Man muss sagen, wir hatten wirklich Pech. Ich habe von vielen gehört, dass sie mit zig, sogar hunderten Delfinen im Wasser waren – ich hatte diese einen in aller Pracht, ein paar vom Boot aus. Aber die Meeresbewohner waren an diesem Morgen extrem scheu, ließen sich trotz mehrerer Tauchgänge und unseren Bemühungen beim Erzeugen seltsamer Laute nicht mehr blicken, wollten sich noch nicht einmal fotografieren lassen, als wir versuchten, ihnen mit dem Boot zu folgen.
Dennoch war es eine unglaubliche Erfahrung und ein wunderschöner Morgen in Kaikoura!

An diesem Mittag verließ ich Kaikoura für eine ganze Woche und kehrte am 23. April bei schönstem Sonnenschein zurück. Eine Woche vorher durfte ich die Schönheit des Ortes bei Tageslicht ja auch schon genießen, aber jetzt, in der Sonne, sah alles noch viel schöner aus. Kaikoura liegt direkt am Pazifik, hat eine nahe Halbinsel und die Berge direkt im Hintergrund. Traumkulisse!

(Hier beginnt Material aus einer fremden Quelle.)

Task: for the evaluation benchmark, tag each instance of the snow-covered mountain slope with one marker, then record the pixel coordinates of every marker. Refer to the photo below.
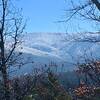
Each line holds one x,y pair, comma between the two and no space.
44,48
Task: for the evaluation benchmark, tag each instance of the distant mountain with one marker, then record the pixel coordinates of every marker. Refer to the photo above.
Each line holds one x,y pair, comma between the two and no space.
44,48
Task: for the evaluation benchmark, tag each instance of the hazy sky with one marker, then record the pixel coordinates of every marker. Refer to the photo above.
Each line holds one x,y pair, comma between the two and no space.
42,15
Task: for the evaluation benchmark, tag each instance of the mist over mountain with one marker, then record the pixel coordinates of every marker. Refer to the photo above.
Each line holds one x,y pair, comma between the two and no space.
46,48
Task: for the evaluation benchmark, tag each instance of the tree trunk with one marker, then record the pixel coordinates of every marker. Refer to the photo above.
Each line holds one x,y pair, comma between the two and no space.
4,70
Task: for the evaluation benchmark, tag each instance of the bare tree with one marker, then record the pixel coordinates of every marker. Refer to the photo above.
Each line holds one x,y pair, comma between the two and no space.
11,26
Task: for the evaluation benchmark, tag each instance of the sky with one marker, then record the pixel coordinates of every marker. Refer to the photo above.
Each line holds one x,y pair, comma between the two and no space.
43,16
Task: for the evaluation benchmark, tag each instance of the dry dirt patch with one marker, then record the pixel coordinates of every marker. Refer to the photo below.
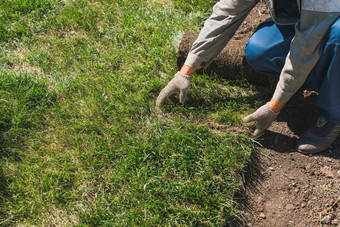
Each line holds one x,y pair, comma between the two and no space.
282,186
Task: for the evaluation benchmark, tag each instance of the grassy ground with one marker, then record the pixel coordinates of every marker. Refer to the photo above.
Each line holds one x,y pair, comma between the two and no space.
81,140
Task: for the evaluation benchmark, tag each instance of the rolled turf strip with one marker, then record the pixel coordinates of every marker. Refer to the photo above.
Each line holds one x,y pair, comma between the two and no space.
229,64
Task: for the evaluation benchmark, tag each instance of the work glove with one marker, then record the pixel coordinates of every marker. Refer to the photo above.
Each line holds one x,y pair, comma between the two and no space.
264,117
180,83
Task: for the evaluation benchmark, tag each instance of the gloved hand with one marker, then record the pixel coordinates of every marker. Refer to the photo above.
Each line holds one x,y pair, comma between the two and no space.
180,83
264,117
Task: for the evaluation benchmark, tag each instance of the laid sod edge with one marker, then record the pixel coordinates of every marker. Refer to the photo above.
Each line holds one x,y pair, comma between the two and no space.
81,142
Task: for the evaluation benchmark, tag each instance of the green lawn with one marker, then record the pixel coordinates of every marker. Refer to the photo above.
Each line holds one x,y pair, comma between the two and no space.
81,141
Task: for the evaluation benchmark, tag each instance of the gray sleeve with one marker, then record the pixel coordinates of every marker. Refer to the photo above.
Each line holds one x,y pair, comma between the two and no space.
305,51
218,29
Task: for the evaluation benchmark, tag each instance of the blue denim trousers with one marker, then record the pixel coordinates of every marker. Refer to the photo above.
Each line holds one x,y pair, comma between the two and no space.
268,47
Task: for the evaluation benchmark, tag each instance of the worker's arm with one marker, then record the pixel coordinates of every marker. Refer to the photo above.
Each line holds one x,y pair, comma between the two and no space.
227,16
218,29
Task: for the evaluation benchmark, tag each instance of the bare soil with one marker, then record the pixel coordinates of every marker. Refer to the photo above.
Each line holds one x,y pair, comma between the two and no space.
282,187
286,188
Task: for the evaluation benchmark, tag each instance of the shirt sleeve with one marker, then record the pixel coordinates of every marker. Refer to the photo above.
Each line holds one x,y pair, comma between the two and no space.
305,51
218,29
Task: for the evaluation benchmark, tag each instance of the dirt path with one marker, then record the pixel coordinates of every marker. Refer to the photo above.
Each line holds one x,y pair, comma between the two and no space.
282,186
286,188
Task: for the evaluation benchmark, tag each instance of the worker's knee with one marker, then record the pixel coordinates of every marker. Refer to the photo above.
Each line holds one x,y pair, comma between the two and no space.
334,32
268,47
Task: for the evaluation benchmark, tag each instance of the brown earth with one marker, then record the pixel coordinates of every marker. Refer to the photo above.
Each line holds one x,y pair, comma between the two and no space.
282,187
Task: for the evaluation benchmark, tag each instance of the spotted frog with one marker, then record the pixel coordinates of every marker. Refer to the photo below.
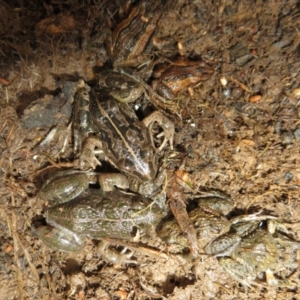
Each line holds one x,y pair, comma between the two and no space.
77,211
173,77
128,42
252,249
111,130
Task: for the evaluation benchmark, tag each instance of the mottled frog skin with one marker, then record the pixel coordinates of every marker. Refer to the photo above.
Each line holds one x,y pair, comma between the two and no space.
77,211
112,129
253,249
128,42
173,77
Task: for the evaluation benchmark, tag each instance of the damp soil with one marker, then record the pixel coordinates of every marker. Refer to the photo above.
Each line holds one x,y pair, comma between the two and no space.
238,132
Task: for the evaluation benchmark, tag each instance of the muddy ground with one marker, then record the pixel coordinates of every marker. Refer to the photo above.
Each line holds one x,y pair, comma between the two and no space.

Am Mittwoch zog ich so auch schnell los zur Halbinsel, um einen Spaziergang zu den Klippen zu machen und Tiere zu beobachten – Kaikoura hat nämlich nicht nur Delfine (und Wale), sondern auch so allerhand Robben, Albatrosse und andere Seevögel. Durch den Matsch der letzten Tage bahnte ich mir meinen Weg über die Peninusla und genoss die Herbstsonne mit Blick auf die schneebedeckten Berge und das türkisfarbene Meer unter mir. Gutes Leben!
Am nächsten Mittag fuhr ich dann, nach einem Kaffee und Fish'n'Chips, zum dritten Mal Richtung Christchurch, wo ich mich für die letzten Tage meiner Zeit in Neuseeland mit Marie treffen wollte, einer Freundin mit der ich sage und schreibe eine Stadtrundfahrt in Auckland verbracht hatte – im September.